Fix Prefix Finetuning for Group Query Attention (GQA) (#825)

ha405 · web-flow · commit e10ebf08cd40 · 2025-10-12T10:30:55.000+02:00
Resolves: #819 ## Problem PrefixTuning currently fails on modern architectures with **Grouped-Query Attention (GQA)** (e.g., Llama 3.1), raising shape mismatches in the attention forward pass. Issues: - Assumes `num_attention_heads` = KV heads (invalid for GQA). - Computes per-head dim by dividing `hidden_size` by KV heads, which only works for standard MHA. ## Solution This PR updates `PrefixTuningLayer.add_adapter` to properly support GQA and similar mechanisms: - **Correct head count:** Prefer `config.num_key_value_heads` when available, fallback to `num_attention_heads`. - **Robust per-head dim:** - Use `config.d_kv` if defined (e.g., T5). - Else compute as `hidden_size // num_attention_heads`. This ensures prefix tensors align with internal KV states across **MHA, GQA, and MQA**, fixing Llama 3.1 while preserving compatibility with existing models.
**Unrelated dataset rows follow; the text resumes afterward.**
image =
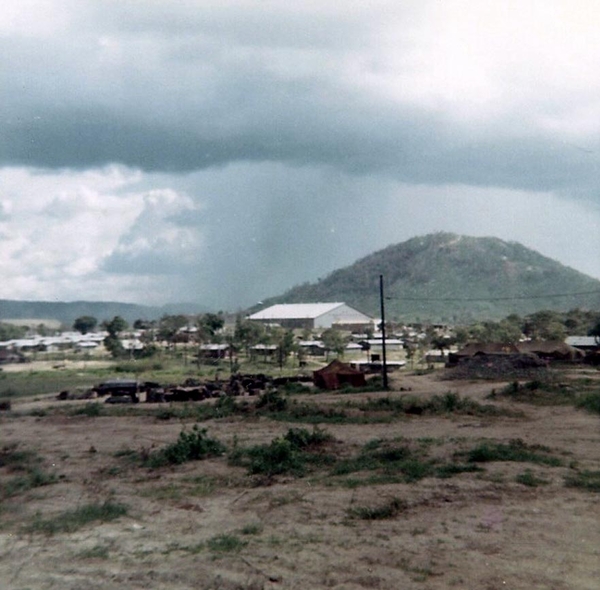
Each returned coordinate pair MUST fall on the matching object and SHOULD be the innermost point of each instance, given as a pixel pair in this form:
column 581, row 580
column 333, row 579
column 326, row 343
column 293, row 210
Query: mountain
column 445, row 277
column 66, row 312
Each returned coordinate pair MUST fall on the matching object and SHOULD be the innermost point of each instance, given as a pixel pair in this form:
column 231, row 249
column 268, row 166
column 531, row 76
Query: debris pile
column 508, row 366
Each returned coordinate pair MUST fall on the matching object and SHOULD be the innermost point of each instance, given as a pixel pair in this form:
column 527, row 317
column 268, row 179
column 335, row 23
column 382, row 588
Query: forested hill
column 66, row 312
column 477, row 278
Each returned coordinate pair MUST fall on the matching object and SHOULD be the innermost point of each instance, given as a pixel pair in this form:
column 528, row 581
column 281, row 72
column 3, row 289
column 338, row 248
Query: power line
column 511, row 298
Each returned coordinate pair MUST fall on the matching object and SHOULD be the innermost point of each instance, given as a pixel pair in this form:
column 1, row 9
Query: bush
column 288, row 454
column 190, row 446
column 590, row 402
column 389, row 510
column 586, row 480
column 272, row 401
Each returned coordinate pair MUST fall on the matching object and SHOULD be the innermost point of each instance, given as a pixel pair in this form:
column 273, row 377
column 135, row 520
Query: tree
column 211, row 323
column 116, row 325
column 595, row 332
column 85, row 324
column 334, row 340
column 286, row 345
column 112, row 342
column 11, row 332
column 248, row 333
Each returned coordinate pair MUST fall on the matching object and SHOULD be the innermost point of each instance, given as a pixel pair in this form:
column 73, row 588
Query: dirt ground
column 480, row 530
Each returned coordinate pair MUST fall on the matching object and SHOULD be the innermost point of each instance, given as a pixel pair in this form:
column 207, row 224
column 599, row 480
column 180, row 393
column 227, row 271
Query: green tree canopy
column 85, row 324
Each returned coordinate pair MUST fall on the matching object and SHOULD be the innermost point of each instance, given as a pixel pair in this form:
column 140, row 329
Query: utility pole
column 383, row 351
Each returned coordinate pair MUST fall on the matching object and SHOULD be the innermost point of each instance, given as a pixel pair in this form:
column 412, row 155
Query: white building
column 313, row 315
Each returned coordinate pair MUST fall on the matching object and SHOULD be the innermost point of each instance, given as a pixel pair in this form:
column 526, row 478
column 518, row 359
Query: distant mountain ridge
column 67, row 311
column 446, row 277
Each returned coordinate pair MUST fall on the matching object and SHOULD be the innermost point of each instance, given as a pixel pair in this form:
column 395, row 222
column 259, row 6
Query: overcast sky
column 221, row 151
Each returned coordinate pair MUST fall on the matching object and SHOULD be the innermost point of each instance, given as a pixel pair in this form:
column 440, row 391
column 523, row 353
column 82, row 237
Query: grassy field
column 435, row 484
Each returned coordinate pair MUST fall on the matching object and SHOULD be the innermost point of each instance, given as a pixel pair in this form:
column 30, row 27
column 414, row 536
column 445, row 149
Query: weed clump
column 293, row 453
column 191, row 445
column 590, row 402
column 389, row 510
column 528, row 478
column 73, row 520
column 585, row 480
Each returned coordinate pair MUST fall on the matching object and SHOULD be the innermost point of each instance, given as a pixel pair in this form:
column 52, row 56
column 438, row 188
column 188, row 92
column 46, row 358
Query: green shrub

diff --git a/src/adapters/methods/prefix_tuning.py b/src/adapters/methods/prefix_tuning.py
@@ -362,12 +362,17 @@ def add_adapter(self, adapter_name: str, layer_idx: int) -> bool:
             location_key=used_location_key,
         )
         if prefix_tuning_config is not None:
+            num_kv_heads = getattr(self.model_config, "num_key_value_heads", self.model_config.num_attention_heads)
+            head_dim = getattr(self.model_config, "d_kv", None)
+
+            if head_dim is None:
+                head_dim = self.model_config.hidden_size // self.model_config.num_attention_heads
             prefix_id = self.pool.indicate_prefix(
                 adapter_name,
                 self.location_key,
-                n_heads=self.model_config.num_attention_heads,
+                n_heads=num_kv_heads,
                 input_size=self.model_config.hidden_size,
-                n_embd_per_head=getattr(self.model_config, "d_kv", None),  # this is currently specific to T5-3B
+                n_embd_per_head=head_dim,
             )
             self.prefixes[adapter_name] = prefix_id